Organik tarım mı endüstriyel tarım mı?

Endüstriyel tarım kimyasal ilaç ve kimyasal gübreler, şirket tohumları, yoğun tarımsal makineler ve yoğun su kullanılarak yapılan tarım sistemidir. Organik tarım ise kimyasal ilaç ve kimyasal gübreler kullanılmadan yapılan tarımdır. Büyük tarım işletmeleri şeklinde, çoğunlukla az sayıda türde bitki veya hayvan yetiştirilerek, işçi kullanılarak ve daha çok ihracat veya zincir marketler için, ancak kimyasal ilaç ve gübreler kullanılmadan yapılan tarım sistemine “endüstriyel organik tarım” diyoruz. Bu sistem yeterince doğaya saygı göstermediği gibi, köylünün tasfiyesine engel olmayarak ve tüketicilerin ödeyemeyeceği ürünlerin pazarlanmasına neden olarak sosyal yönden de sakıncalar yaratıyor.
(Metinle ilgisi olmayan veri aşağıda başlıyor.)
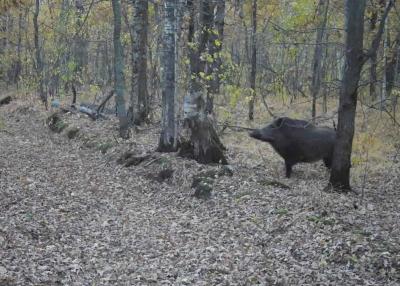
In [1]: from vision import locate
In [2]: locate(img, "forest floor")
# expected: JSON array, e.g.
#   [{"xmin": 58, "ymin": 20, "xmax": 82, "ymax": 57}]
[{"xmin": 0, "ymin": 97, "xmax": 399, "ymax": 286}]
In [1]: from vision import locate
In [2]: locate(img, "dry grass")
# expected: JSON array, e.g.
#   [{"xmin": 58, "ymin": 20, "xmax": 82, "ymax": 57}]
[{"xmin": 220, "ymin": 92, "xmax": 399, "ymax": 185}]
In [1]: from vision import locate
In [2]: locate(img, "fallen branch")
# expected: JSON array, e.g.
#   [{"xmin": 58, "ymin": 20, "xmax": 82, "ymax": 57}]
[
  {"xmin": 78, "ymin": 105, "xmax": 98, "ymax": 120},
  {"xmin": 216, "ymin": 123, "xmax": 256, "ymax": 132},
  {"xmin": 97, "ymin": 90, "xmax": 115, "ymax": 114},
  {"xmin": 71, "ymin": 84, "xmax": 77, "ymax": 107}
]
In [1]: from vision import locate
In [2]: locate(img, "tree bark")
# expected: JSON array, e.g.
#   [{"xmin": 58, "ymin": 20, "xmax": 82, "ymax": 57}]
[
  {"xmin": 179, "ymin": 0, "xmax": 227, "ymax": 165},
  {"xmin": 33, "ymin": 0, "xmax": 46, "ymax": 107},
  {"xmin": 329, "ymin": 0, "xmax": 366, "ymax": 191},
  {"xmin": 158, "ymin": 0, "xmax": 177, "ymax": 152},
  {"xmin": 321, "ymin": 29, "xmax": 330, "ymax": 113},
  {"xmin": 310, "ymin": 0, "xmax": 329, "ymax": 121},
  {"xmin": 131, "ymin": 0, "xmax": 149, "ymax": 125},
  {"xmin": 329, "ymin": 0, "xmax": 393, "ymax": 191},
  {"xmin": 369, "ymin": 53, "xmax": 378, "ymax": 99},
  {"xmin": 206, "ymin": 0, "xmax": 226, "ymax": 114},
  {"xmin": 381, "ymin": 15, "xmax": 389, "ymax": 110},
  {"xmin": 369, "ymin": 0, "xmax": 386, "ymax": 100},
  {"xmin": 248, "ymin": 0, "xmax": 257, "ymax": 121},
  {"xmin": 386, "ymin": 30, "xmax": 400, "ymax": 98},
  {"xmin": 74, "ymin": 0, "xmax": 89, "ymax": 81},
  {"xmin": 112, "ymin": 0, "xmax": 129, "ymax": 138}
]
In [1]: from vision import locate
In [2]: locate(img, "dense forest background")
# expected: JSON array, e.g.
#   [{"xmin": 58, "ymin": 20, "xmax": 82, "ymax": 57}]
[
  {"xmin": 2, "ymin": 0, "xmax": 400, "ymax": 190},
  {"xmin": 1, "ymin": 1, "xmax": 400, "ymax": 285},
  {"xmin": 1, "ymin": 0, "xmax": 399, "ymax": 113}
]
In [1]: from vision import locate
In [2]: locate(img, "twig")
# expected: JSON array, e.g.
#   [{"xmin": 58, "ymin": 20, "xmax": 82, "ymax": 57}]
[
  {"xmin": 0, "ymin": 129, "xmax": 15, "ymax": 136},
  {"xmin": 143, "ymin": 157, "xmax": 162, "ymax": 167},
  {"xmin": 112, "ymin": 134, "xmax": 120, "ymax": 145},
  {"xmin": 216, "ymin": 123, "xmax": 255, "ymax": 131}
]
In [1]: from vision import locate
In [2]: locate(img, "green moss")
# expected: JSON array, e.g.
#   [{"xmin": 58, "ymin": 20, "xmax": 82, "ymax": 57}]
[
  {"xmin": 275, "ymin": 208, "xmax": 289, "ymax": 216},
  {"xmin": 54, "ymin": 120, "xmax": 67, "ymax": 133},
  {"xmin": 97, "ymin": 142, "xmax": 113, "ymax": 154},
  {"xmin": 66, "ymin": 127, "xmax": 80, "ymax": 139}
]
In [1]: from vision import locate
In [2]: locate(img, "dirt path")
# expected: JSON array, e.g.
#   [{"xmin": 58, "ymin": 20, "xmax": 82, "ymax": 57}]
[{"xmin": 1, "ymin": 102, "xmax": 399, "ymax": 285}]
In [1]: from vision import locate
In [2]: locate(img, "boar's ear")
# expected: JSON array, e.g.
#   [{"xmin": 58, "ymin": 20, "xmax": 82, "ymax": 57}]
[{"xmin": 275, "ymin": 117, "xmax": 284, "ymax": 128}]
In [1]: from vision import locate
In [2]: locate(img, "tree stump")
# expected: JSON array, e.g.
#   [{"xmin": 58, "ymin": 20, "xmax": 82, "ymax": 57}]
[{"xmin": 0, "ymin": 95, "xmax": 12, "ymax": 106}]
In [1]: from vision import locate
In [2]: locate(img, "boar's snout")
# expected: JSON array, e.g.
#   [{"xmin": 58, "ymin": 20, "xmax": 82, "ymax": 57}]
[
  {"xmin": 249, "ymin": 129, "xmax": 261, "ymax": 140},
  {"xmin": 249, "ymin": 128, "xmax": 274, "ymax": 142}
]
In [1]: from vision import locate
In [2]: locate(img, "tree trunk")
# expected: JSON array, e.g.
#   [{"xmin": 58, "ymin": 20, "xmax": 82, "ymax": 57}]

Endüstriyel tarım; toprak, su, tarım ürünlerinde yarattığı kirlenme ile hem dünyada hem de ülkemizde yaşam üzerinde ciddi bir tehdit oluşturmaktadır. Grain adlı kuruluşun bir çalışmasında sera gazlarına gıda sisteminin bütün olarak katkısı hesaplanmıştır. Doğrudan tarımsal üretim sera gazlarının %11-15’inden sorumludur. Ancak sera gazlarının üretiminde arazi kullanımındaki değişiklikler ve ormansızlaştırmanın %15–18, gıda ürünleri işleme, taşıma, paketleme ve perakende satışın %15–20, atıkların ise %2–4 payları vardır. Toplam olarak endüstriyel gıda sisteminin sera gazları üretimindeki payı %44–57 arasındadır.

Gerek tarım ürünlerinin işlenmesi gerekse tarımsal üretimde büyük bir yoğunlaşma şirketler için kaçınılmaz olmuştur. Kimyasal gübre, tarım ilaçları, şirket tohumları hep tek ürün ve biyo çeşitlilikte gerileme ile pazar alanı bulabilirdi. Tarımsal üretimde işçinin kontrolünün zor olması; tek ürünü, biyo çeşitlilikteki kaybı ve mekanizasyonda aşırı gelişmeyi zorunlu kılmakta idi.

Gerek endüstriyel tarımın dayandığı petrolün tükeniyor olması, gerek toprak ve su başta doğal varlıkların tükenmesi, gerekse de bir yandan obezite ile boğuşan bir kesim diğer yandan ise aç, kötü beslenmiş ve topraksız, işsiz kesimin oluşturduğu sosyal ve ekonomik sorunlar bu yolda çıkışın olmadığını göstermektedir.

Agro ekolojik yöntemlerle yapılan tarım sanıldığı gibi verimliliği düşürmüyor. 30 yıllık bir araştırmada organik tarımda daha yüksek verim elde edildiği saptanmıştır. (Rodale Institute, Farming Systems Trial) Organik tarımda eğer yerel tohumlar kullanılırsa ürünler sadece temiz olmakla kalmıyor, besleyici değerleri de çok yükseliyor.

Topluluk destekli tarım, çiftçi pazarları gibi yaklaşımlarla el ele yürütülen ve “endüstriyel” olmayan bir organik tarım çiftçilerin kırsal alandan sürülerek kentlerde perişan olmalarını da engelleyebilir. Bu tür bir organik tarım daha fazla el emeğine gerek duyacaktır. Ürünlerin dayanışmacı bir yerel gıda sistemi ile pazarlanması halinde tüketiciler de bu ürünlere ekonomik olarak ulaşabileceklerdir.

Agro ekolojik yöntemleri esas alınarak yapılan bir tarım girdi maliyetlerini düşürdüğü gibi, dekara çok daha az fosil yakıt kullanmaya yol açacaktır.

Var olan sistem tarafından evcilleştirilmemiş bir organik tarım, sadece tüketicilerin tercihleri ile yaygınlaşamaz. Endüstriyel tarımda çıkarları olan tarımsal girdi şirketleri, gıda devleri, fastfood zincirleri, büyük tarımsal işletme sahipleri ve bunların iş verdiği reklam çevreleri gerçek bir organik tarıma karşı çıkacaklardır. Ulusal ve uluslararası tarım politikaları her ne kadar organik tarımı da destekliyor görünse de endüstriyel tarımın sürmesi yönünde güçlü bir destek oluşturuyorlar. Politikaları değiştirecek bir yapı kurulana dek ekolojik ve dayanışmaya dayalı yerel tarım sistemlerinin kurulması için çaba göstermek gerekiyor.